Although Canadian governments affirm their commitment to public funding for medically necessary hospital and physician services, there is discussion among politicians, doctors, and the populace about whether patients should be allowed to pay out-of-pocket for services that are currently publicly insured. At the moment, private insurance companies in Canada are allowed only to cover supplemental care – that is, care that is not otherwise insured by a provincial plan. One could imagine the slippery slope toward a future demand for private insurance to cover out-of-pocket costs, if patients were permitted to pay directly for care.

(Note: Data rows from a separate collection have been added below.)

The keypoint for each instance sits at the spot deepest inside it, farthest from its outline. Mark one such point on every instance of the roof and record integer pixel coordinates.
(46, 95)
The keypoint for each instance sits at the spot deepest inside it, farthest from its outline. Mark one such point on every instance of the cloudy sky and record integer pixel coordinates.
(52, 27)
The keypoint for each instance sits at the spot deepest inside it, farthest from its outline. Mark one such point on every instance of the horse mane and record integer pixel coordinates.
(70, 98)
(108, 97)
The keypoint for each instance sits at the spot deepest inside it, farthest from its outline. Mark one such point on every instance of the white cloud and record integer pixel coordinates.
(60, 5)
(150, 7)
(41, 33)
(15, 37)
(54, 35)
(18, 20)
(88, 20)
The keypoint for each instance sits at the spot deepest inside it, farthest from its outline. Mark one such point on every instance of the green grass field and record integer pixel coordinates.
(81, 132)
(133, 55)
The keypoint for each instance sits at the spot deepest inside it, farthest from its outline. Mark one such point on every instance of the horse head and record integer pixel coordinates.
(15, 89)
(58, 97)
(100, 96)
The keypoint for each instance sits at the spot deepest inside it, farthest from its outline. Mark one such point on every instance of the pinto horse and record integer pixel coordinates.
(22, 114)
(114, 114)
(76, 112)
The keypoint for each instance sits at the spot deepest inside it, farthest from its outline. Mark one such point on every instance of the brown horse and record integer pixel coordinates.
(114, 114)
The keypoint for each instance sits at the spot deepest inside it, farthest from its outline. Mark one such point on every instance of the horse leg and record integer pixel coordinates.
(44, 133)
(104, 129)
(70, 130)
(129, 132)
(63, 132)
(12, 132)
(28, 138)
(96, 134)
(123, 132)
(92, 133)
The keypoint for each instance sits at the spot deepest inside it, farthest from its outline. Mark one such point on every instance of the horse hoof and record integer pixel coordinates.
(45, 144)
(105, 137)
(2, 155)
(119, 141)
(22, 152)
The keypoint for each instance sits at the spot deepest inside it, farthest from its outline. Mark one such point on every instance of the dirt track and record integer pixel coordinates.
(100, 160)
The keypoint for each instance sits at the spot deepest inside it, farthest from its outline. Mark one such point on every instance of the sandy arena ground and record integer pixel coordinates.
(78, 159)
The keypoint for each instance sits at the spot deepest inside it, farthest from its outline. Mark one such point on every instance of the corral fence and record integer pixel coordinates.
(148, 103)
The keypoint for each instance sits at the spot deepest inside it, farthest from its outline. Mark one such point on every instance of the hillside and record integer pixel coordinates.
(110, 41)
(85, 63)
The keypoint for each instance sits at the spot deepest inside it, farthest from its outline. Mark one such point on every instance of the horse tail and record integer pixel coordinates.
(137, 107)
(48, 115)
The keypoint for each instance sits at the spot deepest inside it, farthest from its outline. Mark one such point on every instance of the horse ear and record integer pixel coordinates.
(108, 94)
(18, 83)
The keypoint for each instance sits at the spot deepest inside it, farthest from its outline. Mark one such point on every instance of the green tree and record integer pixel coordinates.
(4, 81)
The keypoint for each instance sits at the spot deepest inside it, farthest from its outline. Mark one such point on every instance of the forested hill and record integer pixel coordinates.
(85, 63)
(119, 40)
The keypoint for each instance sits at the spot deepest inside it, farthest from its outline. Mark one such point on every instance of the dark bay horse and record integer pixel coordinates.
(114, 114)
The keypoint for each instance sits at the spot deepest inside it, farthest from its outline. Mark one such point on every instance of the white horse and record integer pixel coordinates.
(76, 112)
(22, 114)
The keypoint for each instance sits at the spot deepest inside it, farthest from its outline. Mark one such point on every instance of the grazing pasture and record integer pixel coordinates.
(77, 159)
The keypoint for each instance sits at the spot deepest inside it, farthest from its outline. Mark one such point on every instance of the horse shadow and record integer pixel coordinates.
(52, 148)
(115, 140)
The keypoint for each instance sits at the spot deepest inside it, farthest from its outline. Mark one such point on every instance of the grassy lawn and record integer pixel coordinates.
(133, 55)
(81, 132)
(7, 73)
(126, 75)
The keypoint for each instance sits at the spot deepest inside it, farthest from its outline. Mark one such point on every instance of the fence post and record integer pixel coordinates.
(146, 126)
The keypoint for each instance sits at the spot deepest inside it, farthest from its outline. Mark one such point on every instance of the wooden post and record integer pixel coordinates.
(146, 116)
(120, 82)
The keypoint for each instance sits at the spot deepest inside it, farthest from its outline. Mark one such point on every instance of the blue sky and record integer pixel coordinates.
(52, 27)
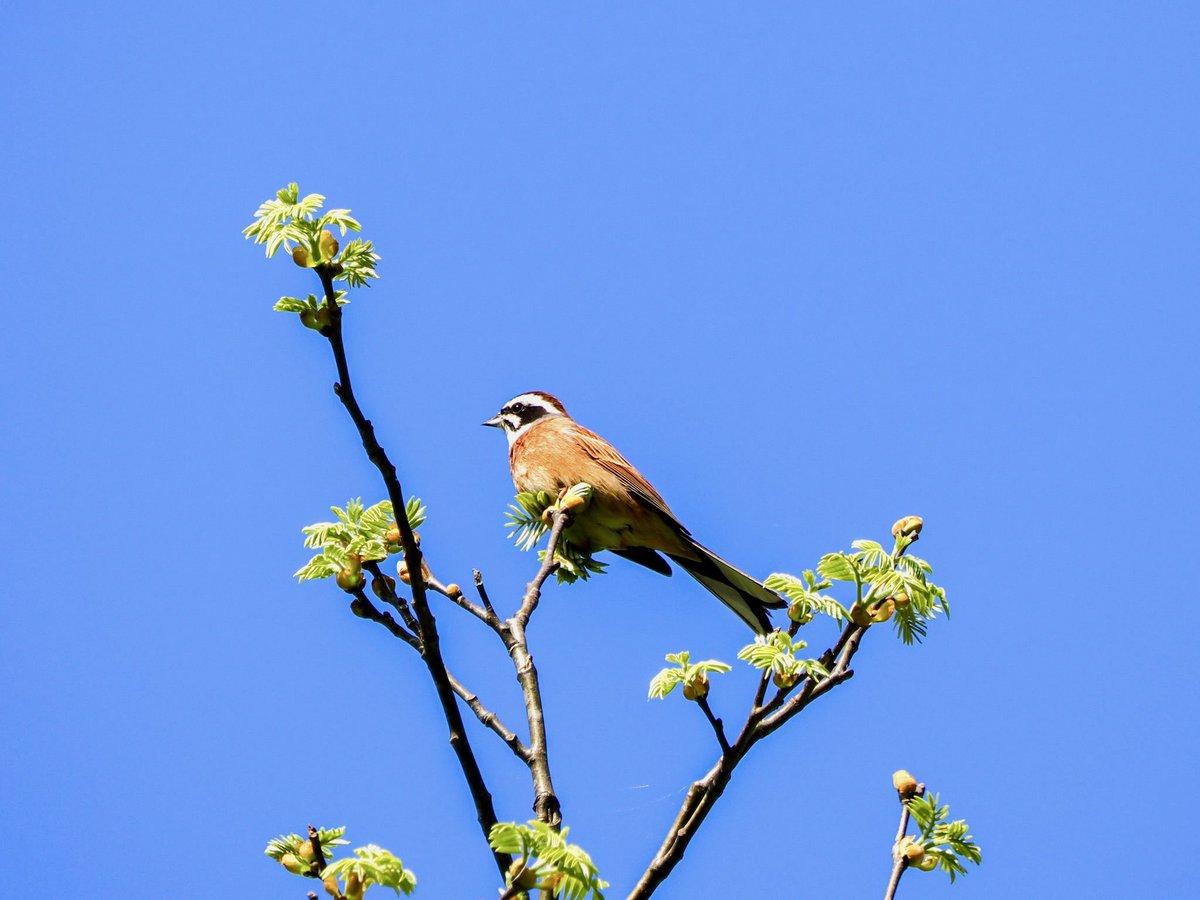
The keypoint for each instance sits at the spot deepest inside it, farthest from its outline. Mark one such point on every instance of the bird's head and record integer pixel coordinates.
(520, 413)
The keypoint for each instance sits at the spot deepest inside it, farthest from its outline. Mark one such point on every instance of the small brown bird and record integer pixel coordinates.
(549, 451)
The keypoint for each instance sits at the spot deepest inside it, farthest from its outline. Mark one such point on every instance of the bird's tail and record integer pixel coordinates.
(748, 598)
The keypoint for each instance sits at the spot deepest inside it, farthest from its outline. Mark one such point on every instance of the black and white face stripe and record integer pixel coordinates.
(523, 411)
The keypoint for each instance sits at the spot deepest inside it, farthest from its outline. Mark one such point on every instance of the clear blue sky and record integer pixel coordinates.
(810, 267)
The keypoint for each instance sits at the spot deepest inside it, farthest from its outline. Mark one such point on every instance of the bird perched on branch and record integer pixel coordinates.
(549, 451)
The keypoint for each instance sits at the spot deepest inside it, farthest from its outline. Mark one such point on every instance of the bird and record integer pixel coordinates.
(550, 451)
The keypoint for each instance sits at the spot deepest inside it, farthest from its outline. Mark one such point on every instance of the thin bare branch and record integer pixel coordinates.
(483, 594)
(513, 631)
(718, 725)
(427, 631)
(899, 861)
(702, 795)
(453, 592)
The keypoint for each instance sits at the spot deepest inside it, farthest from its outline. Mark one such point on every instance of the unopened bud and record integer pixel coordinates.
(349, 580)
(785, 681)
(799, 613)
(904, 783)
(859, 616)
(292, 863)
(883, 611)
(697, 688)
(328, 245)
(909, 527)
(913, 852)
(520, 877)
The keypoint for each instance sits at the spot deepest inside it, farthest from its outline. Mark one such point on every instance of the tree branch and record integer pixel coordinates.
(431, 651)
(899, 861)
(513, 631)
(718, 725)
(702, 795)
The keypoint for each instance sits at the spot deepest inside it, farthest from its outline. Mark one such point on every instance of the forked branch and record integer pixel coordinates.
(427, 631)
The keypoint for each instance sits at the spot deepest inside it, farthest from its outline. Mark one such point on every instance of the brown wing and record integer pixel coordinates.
(606, 455)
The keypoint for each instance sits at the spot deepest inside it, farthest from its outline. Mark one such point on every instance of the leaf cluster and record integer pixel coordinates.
(805, 595)
(294, 304)
(947, 843)
(527, 526)
(293, 844)
(887, 585)
(360, 531)
(777, 653)
(563, 869)
(684, 672)
(289, 221)
(373, 865)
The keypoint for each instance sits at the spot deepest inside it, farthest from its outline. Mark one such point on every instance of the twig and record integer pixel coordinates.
(483, 593)
(513, 631)
(431, 651)
(702, 795)
(549, 564)
(318, 855)
(899, 861)
(459, 598)
(718, 725)
(365, 610)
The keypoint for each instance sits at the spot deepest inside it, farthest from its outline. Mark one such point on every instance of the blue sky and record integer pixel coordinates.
(810, 267)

This study provides a clear indication of the administrative burden – both in time and money –that private for-profit insurance adds to a health care system.
- Woolhandler S, Campbell T, Himmelstein DU. Costs of health care administration in the United States and Canada. N Engl J Med. 2003;349(8):768–75.
- Casalino LP, Nicholson S, Gans DN, Hammons T, Morra D, Karrison T, et al. What does it cost physician practices to interact with health insurance plans? Health Aff. 2009;28(4):w533–543.